Given:
The equation is:
[tex]\sqrt{x+7}+5=x[/tex]
To find:
Whether [tex]x=2[/tex] and [tex]x=9[/tex] both are solutions or one/both of them extraneous solutions.
Solution:
We have,
[tex]\sqrt{x+7}+5=x[/tex]
Subtract 5 from both sides.
[tex]\sqrt{x+7}=x-5[/tex]
Taking square on both sides, we get
[tex]x+7=(x-5)^2[/tex]
[tex]x+7=x^2-10x+25[/tex]
[tex]0=x^2-10x+25-x-7[/tex]
[tex]0=x^2-11x+18[/tex]
Splitting the middle term, we get
[tex]x^2-2x-9x+18=0[/tex]
[tex]x(x-2)-9(x-2)=0[/tex]
[tex](x-2)(x-9)=0[/tex]
[tex]x=2,9[/tex]
Now, substitute [tex]x=2[/tex] in the given equation.
[tex]\sqrt{2+7}+5=2[/tex]
[tex]\sqrt{9}+5=2[/tex]
[tex]3+5=2[/tex]
[tex]8=2[/tex]
This statement is false because [tex]8\neq 2[/tex]. So, 2 is an extraneous solution.

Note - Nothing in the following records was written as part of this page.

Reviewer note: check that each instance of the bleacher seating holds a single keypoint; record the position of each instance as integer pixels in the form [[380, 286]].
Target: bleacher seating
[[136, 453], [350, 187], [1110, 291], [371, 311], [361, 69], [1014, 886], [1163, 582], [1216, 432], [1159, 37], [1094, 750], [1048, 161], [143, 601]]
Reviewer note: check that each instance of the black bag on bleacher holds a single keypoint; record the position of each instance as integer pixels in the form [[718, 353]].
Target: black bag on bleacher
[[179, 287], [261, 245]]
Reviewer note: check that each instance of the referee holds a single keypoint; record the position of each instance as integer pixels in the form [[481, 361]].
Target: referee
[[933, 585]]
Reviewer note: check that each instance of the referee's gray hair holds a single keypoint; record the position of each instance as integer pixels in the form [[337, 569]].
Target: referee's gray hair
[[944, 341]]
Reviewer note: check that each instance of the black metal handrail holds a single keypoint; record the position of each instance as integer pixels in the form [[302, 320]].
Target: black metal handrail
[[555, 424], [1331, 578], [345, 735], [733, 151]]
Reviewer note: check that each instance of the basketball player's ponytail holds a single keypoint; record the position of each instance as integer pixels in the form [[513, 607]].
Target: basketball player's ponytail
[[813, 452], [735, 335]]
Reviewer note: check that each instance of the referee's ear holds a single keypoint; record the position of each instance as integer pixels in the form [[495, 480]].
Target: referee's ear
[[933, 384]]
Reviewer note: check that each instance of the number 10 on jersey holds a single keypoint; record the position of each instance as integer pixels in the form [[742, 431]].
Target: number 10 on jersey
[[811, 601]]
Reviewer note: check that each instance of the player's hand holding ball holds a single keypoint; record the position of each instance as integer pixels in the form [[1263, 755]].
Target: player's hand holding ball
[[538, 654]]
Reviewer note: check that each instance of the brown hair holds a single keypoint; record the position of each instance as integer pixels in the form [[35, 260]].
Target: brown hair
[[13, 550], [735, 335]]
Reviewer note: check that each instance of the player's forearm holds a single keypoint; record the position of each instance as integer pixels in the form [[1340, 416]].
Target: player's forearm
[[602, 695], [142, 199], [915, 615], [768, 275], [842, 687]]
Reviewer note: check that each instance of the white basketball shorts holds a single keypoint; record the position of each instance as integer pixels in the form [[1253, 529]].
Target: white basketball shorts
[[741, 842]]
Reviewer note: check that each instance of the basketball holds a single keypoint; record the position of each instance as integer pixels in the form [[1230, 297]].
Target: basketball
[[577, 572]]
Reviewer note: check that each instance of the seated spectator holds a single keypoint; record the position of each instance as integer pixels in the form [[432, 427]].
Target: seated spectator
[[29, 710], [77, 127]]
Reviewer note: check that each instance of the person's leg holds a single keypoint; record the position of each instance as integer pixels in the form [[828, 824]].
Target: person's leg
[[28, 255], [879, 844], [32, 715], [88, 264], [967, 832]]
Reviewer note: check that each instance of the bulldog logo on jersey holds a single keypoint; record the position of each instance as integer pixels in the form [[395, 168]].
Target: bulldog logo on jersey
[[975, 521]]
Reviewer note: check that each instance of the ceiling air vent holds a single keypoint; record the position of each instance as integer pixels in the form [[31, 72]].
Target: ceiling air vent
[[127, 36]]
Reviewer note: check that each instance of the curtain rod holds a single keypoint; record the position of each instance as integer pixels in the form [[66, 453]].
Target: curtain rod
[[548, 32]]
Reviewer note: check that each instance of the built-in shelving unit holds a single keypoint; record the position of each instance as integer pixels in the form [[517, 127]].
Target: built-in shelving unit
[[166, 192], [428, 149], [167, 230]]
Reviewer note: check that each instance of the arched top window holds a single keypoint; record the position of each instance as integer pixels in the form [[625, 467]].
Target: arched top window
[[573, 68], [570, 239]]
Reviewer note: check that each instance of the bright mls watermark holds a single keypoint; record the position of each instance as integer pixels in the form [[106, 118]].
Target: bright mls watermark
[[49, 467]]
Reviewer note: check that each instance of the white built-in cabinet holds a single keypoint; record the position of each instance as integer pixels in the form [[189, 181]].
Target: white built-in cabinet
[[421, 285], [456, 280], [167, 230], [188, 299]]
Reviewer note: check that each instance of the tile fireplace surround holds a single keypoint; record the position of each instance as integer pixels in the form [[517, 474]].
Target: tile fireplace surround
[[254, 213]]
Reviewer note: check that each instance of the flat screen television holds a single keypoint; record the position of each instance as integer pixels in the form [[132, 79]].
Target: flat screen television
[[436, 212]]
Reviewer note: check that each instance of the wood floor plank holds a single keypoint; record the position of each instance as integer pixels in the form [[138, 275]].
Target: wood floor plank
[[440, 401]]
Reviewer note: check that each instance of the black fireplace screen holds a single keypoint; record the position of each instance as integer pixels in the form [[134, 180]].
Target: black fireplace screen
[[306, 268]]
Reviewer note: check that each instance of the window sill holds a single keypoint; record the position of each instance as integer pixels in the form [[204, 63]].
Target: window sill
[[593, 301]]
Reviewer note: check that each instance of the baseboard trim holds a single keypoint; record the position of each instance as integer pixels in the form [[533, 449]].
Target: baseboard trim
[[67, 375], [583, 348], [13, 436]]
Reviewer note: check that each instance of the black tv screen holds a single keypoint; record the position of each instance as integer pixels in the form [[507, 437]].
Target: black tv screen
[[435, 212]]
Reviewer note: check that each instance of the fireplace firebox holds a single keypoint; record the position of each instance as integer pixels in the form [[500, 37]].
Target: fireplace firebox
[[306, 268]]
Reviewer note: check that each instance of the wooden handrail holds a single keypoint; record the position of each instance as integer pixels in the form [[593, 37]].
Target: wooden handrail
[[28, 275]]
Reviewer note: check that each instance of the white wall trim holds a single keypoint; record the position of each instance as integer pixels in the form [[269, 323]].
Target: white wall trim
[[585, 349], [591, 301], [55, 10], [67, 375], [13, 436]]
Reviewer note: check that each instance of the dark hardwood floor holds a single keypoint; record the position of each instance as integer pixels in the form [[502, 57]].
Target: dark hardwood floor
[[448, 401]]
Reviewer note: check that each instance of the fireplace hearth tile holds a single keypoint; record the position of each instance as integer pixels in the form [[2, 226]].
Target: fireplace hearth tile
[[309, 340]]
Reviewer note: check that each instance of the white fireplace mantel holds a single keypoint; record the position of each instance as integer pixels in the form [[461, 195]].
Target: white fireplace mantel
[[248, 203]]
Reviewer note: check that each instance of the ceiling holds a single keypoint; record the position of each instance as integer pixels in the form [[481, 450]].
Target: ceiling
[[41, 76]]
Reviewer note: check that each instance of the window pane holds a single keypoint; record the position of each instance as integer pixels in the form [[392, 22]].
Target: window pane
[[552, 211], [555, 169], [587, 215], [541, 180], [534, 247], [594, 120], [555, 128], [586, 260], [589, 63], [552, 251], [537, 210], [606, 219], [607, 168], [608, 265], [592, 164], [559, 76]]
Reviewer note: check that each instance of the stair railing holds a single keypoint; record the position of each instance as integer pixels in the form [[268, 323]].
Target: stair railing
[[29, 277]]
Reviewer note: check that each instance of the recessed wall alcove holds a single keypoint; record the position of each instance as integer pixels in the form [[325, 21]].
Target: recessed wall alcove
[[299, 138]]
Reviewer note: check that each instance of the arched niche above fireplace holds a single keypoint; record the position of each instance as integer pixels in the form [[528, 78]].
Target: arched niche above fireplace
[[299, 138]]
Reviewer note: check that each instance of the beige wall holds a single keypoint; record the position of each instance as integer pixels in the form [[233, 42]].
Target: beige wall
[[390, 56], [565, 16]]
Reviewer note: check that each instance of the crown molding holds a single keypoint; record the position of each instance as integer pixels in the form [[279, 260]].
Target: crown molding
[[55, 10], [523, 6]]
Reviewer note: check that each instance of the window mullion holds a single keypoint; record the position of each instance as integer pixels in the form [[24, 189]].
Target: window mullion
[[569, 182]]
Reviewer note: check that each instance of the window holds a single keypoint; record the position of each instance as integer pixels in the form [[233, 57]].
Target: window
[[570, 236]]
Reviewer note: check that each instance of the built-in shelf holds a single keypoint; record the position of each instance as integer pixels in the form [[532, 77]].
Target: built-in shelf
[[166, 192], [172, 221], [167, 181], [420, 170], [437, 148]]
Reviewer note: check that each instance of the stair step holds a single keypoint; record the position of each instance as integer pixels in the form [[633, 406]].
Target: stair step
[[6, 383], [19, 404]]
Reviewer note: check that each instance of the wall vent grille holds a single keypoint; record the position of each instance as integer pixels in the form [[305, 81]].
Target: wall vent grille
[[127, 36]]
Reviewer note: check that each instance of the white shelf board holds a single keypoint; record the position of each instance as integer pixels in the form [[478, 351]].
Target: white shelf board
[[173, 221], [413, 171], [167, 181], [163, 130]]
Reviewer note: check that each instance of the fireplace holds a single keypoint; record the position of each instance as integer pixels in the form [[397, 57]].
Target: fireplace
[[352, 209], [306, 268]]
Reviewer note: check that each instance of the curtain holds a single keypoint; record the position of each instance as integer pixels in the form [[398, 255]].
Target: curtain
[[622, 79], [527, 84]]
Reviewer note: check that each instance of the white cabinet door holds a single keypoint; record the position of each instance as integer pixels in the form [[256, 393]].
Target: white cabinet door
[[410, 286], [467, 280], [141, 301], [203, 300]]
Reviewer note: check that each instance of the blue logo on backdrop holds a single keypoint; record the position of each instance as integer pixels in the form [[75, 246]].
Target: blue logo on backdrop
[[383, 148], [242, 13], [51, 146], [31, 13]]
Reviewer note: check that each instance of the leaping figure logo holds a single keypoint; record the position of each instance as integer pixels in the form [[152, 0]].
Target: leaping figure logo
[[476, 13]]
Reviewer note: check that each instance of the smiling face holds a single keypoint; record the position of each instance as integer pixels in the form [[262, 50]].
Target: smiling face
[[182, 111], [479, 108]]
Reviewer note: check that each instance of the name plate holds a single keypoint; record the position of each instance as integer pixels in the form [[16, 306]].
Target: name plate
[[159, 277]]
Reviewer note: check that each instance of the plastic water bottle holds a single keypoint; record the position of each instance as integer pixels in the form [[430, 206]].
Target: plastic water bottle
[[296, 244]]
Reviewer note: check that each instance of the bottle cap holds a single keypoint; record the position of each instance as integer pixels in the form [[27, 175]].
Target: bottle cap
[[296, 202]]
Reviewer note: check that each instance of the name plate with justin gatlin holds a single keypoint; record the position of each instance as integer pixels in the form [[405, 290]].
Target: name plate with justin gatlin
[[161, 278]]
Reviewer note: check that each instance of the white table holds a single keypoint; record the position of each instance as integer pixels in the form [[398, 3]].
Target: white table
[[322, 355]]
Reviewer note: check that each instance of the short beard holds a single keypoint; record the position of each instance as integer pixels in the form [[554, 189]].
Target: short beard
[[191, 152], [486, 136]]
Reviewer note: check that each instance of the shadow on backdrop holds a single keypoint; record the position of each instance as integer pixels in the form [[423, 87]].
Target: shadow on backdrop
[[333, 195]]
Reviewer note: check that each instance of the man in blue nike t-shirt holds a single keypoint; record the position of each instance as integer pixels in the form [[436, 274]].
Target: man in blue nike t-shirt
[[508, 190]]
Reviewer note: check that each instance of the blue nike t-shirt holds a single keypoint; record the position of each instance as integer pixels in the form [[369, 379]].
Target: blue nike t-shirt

Substitute [tex]x=9[/tex] in the given equation.
[tex]\sqrt{9+7}+5=9[/tex]
[tex]\sqrt{16}+5=9[/tex]
[tex]4+5=9[/tex]
[tex]9=9[/tex]
This statement is true. So, 9 is a solution of given equation.
Therefore, 2 is an extraneous solution and 9 is a solution of given equation.